Created 06-25-2019 03:33 PM
Those logs are irrelevant, not related to cluster creation (autoscale component checks stacks in cloudbreak periodically).
Created 06-25-2019 03:35 PM
Anyway, you need to wait until cluster creation finishes (or throws some error in case of failure), cluster creation time can vary, depends on the speed of the communication between cloudbreak and cluster, depends on the instance details (cpu, memory), etc.

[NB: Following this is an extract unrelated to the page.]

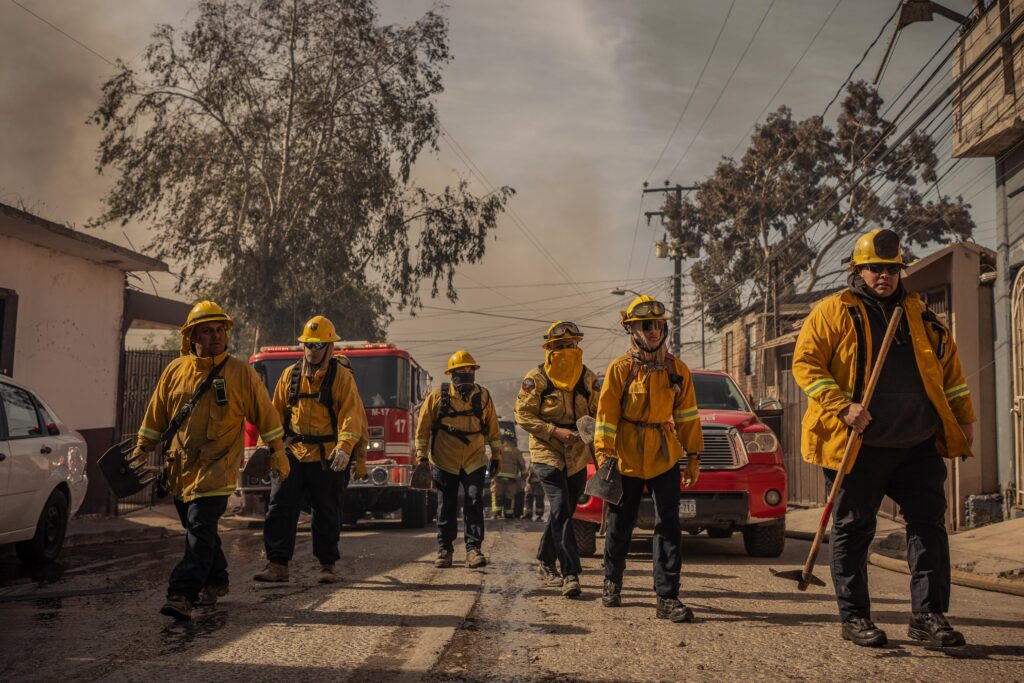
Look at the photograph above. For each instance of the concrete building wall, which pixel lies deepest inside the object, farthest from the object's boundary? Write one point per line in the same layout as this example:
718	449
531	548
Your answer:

Created 06-25-2019 03:56 PM
The status of the cluster creation has not changed and it's been like that for over 2 days. I am thinking the issue is the proxy setup but not sure where the issues could be since cloudbreak was able to install on the VM and was able to contact aws to create the servers.
Created 06-26-2019 07:19 AM
I assume this issue is the same as this: https://community.hortonworks.com/questions/248245/cloudbreak-stuck-in-creating-aws-hdf-cluster.html
I suggest to handle this in that question and not continuing the conversation everywhere.